31. The method of claim 29, wherein the neurodegenerative disease is Amyotrophic Lateral Sclerosis (ALS) and/or frontotemporal dementia (FTD).

32. The method of claim 31, wherein the ALS is familial ALS or sporadic ALS.

33. The method of claim 26 or 27, wherein the subject has a disease state in the subjectc9orf72One or more mutations in the gene.

34. The method of claim 33, wherein the one or more mutations are selected from the group consisting of: one or more hexanucleotide repeat amplifications, one or more nonsense mutations, and one or more frameshift mutations.

35. The method of claim 26 or 27, wherein expression of said c9orf72 is inhibited or suppressed.

36. The method of claim 35, wherein the c9orf72 is a wild-type c9orf72, a mutant c9orf72, or both a wild-type c9orf72 and a mutant c9orf 72.

37. The method of claim 35, wherein the expression of c9orf72 is inhibited or suppressed by about 10% to about 100%.

38. A method for inhibiting expression of a c9orf72 gene in a cell in which the c9orf72 gene comprises hexanucleotide repeat expansion, comprising administering to the cell a composition comprising the vector of any one of claims 16-19.

39. The method of claim 38, wherein said repeated amplification of the hexanucleotide results in a loss of function of the C9ORF72 protein and/or a toxic function gain from sense and antisense C9ORF72 repeat RNAs or from dipeptide repeats.

40. The method of claim 38, wherein the cell is a mammalian cell.

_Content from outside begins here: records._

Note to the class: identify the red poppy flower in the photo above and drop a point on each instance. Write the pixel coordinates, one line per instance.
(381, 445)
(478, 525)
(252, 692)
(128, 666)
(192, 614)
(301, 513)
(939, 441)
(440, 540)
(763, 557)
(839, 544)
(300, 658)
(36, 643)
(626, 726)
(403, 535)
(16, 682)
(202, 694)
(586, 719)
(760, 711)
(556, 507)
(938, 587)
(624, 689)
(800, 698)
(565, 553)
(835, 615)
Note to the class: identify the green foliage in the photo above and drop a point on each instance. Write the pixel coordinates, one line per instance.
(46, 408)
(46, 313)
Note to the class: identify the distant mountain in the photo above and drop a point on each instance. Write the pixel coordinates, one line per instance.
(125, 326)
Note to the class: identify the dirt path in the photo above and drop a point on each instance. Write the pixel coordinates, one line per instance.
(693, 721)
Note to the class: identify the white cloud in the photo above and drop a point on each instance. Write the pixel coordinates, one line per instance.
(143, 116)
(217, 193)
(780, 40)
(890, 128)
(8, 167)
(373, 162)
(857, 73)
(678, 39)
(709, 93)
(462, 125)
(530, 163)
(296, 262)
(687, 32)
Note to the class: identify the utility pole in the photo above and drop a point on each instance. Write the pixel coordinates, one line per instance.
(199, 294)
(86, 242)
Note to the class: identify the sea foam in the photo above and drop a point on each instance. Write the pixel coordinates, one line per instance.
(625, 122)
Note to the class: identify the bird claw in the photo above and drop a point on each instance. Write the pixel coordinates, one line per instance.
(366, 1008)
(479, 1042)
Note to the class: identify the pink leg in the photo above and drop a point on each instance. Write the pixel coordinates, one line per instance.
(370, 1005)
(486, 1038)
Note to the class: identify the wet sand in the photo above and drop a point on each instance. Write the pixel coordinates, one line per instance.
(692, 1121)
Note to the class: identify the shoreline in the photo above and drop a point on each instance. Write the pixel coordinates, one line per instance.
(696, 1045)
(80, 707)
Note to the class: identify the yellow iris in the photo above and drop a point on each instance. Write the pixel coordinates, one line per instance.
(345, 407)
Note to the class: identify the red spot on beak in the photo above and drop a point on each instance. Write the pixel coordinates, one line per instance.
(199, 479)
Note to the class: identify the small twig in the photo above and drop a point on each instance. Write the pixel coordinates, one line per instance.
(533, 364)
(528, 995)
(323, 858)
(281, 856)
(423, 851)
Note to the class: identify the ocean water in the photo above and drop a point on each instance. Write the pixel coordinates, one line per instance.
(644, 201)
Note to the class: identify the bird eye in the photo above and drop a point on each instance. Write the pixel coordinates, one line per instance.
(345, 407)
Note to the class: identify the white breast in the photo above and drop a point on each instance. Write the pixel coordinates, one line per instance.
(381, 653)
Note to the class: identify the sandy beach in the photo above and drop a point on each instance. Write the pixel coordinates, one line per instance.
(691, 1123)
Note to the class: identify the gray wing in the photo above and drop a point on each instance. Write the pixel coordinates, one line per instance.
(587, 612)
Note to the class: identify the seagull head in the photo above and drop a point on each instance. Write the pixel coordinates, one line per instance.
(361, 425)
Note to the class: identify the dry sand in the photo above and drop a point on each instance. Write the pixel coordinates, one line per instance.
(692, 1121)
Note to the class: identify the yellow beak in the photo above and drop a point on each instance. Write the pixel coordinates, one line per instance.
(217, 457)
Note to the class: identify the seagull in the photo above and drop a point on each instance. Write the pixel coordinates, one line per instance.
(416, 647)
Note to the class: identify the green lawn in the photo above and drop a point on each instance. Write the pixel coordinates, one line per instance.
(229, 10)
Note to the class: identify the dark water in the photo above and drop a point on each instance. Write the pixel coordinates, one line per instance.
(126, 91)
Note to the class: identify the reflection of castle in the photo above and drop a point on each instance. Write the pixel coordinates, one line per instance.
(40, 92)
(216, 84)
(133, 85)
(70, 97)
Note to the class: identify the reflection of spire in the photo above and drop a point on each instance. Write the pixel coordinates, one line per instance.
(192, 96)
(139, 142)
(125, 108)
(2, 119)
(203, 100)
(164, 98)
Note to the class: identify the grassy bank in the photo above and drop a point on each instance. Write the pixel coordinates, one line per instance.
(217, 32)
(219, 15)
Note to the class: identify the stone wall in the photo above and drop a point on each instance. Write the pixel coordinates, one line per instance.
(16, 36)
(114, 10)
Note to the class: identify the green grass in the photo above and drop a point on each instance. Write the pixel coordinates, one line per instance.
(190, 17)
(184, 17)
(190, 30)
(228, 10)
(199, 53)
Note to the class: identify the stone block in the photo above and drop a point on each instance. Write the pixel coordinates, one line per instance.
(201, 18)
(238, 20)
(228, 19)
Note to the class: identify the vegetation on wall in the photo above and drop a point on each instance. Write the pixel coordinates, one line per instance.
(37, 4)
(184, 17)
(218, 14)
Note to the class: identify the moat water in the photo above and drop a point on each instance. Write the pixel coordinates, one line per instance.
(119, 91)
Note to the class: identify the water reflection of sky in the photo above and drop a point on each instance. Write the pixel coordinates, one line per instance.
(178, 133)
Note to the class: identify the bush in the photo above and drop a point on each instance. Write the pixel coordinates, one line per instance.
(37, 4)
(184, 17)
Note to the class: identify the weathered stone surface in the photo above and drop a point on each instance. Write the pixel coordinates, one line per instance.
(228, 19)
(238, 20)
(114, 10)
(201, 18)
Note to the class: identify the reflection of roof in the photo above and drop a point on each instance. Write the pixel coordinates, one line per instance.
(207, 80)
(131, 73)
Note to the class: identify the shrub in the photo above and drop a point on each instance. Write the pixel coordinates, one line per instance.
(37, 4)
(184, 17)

41. The method of claim 40, wherein the mammalian cell is a motor neuron or an astrocyte.

42. The method of any one of claims 26-41, wherein the vector is administered by intracranial administration.

43. The method of claim 42, wherein said intracranial administration comprises intrathecal or intraventricular administration.

44. A kit comprising the vector of any one of claims 16-19 and instructions for use.

45. The kit of claim 44, further comprising a device for intracranial administration delivery of the carrier.